Forensic Arson Investigation – How do Investigators determine where a fire started

The first thing the CSI technicians or fire investigators will look for once the fire at an arson crime scene is put out is clues that determine the fire’s origin.

To determine where the fire started, prior knowledge of how fire moves through a structure is required. Usually, fire spreads up and sidewards from the point of origin; however, due to the building’s decorative and structural components, that pattern is variable. Any chemicals in human-made carpets can cause an abnormal fire pattern, or the stairs may push the fire in a particular direction. However, the point of origin is normally the most damaged. The CSI’s look for clues such as any accelerants or igniters that may determine the point of origin. However, certain factors that may hinder or influence these efforts to determine the origin are stairwells, open windows, or materials used to build or decorate the building.

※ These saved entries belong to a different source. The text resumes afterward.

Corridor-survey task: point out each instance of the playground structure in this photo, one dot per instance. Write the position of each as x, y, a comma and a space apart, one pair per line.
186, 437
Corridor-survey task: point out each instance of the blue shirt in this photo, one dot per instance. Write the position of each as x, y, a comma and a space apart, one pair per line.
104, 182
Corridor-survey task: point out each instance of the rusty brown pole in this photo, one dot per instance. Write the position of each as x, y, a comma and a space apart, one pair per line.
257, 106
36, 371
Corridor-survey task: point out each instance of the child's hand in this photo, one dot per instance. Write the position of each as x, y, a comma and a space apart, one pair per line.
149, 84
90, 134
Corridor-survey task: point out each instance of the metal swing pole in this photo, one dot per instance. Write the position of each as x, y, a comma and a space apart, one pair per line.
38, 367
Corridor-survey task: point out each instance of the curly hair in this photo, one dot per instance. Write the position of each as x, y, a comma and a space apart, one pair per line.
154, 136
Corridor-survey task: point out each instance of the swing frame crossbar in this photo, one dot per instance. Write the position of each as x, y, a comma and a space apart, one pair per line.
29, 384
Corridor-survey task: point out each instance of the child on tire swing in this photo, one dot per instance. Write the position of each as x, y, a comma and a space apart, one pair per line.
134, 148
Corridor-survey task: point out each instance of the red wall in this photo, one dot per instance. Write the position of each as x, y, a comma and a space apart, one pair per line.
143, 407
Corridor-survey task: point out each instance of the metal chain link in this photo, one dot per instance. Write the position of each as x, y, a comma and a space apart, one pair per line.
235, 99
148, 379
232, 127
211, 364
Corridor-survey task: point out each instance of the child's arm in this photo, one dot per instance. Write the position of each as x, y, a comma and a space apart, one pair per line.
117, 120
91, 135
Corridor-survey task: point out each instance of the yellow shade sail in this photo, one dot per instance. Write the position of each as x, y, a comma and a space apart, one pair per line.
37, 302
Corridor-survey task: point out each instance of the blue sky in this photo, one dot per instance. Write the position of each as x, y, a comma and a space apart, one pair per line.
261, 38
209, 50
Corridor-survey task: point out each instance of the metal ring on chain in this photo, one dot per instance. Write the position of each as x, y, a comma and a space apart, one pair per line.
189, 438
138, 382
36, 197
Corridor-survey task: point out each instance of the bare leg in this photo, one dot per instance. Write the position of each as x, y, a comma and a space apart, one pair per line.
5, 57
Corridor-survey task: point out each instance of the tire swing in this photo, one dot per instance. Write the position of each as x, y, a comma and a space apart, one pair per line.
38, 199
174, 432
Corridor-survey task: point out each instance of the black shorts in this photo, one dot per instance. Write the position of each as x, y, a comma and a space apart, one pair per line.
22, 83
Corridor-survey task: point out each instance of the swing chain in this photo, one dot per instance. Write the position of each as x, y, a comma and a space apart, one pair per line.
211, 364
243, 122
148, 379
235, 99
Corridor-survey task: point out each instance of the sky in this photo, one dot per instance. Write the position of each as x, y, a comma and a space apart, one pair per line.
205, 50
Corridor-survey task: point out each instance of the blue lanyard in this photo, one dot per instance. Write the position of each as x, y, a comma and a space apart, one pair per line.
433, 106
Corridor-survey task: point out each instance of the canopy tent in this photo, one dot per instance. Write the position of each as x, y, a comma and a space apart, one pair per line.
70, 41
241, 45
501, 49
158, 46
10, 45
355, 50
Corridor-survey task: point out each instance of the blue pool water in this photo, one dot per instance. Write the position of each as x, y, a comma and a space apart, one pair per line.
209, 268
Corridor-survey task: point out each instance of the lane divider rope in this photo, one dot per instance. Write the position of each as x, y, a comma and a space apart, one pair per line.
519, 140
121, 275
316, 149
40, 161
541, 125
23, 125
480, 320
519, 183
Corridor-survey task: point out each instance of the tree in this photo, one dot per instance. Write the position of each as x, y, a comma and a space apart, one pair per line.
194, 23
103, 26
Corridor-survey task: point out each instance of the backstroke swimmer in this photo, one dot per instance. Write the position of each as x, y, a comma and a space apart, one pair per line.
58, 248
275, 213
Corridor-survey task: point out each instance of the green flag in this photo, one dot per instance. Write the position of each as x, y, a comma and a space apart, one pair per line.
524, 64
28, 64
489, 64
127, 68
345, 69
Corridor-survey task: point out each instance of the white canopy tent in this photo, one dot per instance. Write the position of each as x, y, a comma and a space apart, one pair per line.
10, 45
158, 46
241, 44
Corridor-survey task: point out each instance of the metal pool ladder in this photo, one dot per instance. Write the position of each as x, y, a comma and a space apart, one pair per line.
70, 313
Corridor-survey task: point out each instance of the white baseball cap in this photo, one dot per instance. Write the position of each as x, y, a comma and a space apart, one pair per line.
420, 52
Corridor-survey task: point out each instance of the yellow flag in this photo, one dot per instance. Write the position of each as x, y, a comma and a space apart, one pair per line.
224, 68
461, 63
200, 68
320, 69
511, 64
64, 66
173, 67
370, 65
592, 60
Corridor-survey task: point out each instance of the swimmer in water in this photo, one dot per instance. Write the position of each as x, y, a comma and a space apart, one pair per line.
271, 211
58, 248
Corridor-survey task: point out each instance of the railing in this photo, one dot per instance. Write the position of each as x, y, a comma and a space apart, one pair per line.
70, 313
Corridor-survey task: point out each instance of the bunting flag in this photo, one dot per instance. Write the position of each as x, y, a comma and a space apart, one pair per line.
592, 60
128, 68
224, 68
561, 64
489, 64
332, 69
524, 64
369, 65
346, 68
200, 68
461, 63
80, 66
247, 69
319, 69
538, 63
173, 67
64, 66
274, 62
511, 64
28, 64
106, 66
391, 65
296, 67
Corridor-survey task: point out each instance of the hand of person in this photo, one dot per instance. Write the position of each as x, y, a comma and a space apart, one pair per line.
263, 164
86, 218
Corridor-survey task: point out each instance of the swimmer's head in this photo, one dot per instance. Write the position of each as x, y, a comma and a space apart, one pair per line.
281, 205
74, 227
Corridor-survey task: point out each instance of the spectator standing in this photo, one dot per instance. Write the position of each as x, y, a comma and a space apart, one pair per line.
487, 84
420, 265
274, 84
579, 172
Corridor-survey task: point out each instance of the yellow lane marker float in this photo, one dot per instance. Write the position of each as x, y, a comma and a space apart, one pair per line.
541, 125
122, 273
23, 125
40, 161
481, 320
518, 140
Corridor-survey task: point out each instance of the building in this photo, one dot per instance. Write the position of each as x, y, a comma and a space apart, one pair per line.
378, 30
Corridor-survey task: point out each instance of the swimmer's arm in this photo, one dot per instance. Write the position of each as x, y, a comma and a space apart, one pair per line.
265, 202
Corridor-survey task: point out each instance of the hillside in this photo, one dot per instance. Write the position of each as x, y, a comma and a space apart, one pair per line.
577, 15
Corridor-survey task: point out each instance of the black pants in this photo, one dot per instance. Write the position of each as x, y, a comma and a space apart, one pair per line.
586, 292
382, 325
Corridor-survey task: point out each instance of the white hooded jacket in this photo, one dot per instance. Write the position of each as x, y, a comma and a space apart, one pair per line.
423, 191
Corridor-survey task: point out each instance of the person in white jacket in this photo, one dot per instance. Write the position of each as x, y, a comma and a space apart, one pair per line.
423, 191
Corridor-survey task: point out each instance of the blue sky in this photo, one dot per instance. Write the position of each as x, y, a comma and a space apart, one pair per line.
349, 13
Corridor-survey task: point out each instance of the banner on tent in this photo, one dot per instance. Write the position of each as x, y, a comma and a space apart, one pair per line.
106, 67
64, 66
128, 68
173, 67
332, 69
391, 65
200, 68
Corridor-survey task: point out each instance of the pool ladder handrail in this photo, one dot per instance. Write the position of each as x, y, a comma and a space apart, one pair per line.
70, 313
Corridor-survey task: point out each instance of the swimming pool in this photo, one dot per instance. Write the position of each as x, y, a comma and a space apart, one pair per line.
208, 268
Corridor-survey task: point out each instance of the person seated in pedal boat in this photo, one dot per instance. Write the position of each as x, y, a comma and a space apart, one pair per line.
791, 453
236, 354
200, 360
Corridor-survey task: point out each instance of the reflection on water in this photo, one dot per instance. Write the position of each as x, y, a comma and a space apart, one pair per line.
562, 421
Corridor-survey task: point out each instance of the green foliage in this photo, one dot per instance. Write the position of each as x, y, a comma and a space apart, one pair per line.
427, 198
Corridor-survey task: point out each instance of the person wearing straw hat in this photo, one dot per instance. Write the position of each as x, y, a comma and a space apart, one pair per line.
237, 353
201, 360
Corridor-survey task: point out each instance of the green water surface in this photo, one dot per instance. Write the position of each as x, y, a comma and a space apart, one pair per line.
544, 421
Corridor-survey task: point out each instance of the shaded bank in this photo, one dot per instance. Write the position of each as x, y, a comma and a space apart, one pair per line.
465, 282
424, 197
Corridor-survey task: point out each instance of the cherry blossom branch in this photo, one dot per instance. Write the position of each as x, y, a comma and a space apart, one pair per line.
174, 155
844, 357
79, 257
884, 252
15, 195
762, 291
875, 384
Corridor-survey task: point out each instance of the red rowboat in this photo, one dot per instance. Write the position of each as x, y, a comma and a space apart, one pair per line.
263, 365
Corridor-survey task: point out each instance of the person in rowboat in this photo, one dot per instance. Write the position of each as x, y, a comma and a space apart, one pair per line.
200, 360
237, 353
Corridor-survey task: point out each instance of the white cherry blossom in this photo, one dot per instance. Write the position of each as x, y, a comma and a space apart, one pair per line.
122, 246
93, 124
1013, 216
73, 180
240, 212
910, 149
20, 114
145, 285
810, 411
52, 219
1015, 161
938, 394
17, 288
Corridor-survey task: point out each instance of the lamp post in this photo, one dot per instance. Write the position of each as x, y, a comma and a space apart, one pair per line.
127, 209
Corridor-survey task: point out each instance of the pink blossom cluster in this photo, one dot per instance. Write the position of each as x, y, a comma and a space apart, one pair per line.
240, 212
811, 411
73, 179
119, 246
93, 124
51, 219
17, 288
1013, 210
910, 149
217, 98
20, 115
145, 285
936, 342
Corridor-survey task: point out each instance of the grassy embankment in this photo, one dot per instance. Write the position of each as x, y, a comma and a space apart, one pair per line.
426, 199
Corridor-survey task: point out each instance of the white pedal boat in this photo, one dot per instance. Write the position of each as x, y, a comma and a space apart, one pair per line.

The fire’s trajectory can be traced even if the building has undergone severe structural damage once the point of origin is determined. Backtracking on the fire’s path where possible too can yield the point of origin.

Another way of finding the point of origin is searching for a V pattern in burned material. Going by the tendency of fire, it is likely that it may burn a wall or other vertical surface in a V pattern where the point of origin is the V.

Fuel containers and other flammable liquids, being accelerants themselves, often hinder the search for true point of origin and arson-related accelerants’ location. It could also have been a fire with multiple origin points, with the arsonist setting various fires in the building or spilling an accelerant or charcoal fluid throughout the structure.

CSI’s can estimate the fire’s intensity at a particular place by assessing the effect on structural materials. While glass melts at 1500 degrees Fahrenheit, extremely intense heat also causes steel beams to buckle. Another indication of high heat is the crackling or flaking off walls and floors, while wooden beams, floors, or walls may leave behind an alligator skin-like pattern after being scorched. The hottest point of the fire is where the smallest scales are.

CSI’s can also ascertain the fire path and locate the point of origin based on the time at which fire alarms set off if the building is fixed with smoke detectors.

Arson investigators may be left challenged if liquid or volatile fluids were used since they spread easily. For example, if the arson perpetrator spreads paint thinner on the floor, it is likely to spread throughout, flowing down any slopes or stairs. Thus, on the occasion of a fire, the point of origin is majorly spread out. Methane gas, too, is a volatile fluid that will diffuse in all directions till the container is filled, and on being set on fire, they may explode, making it impossible to locate the point of origin.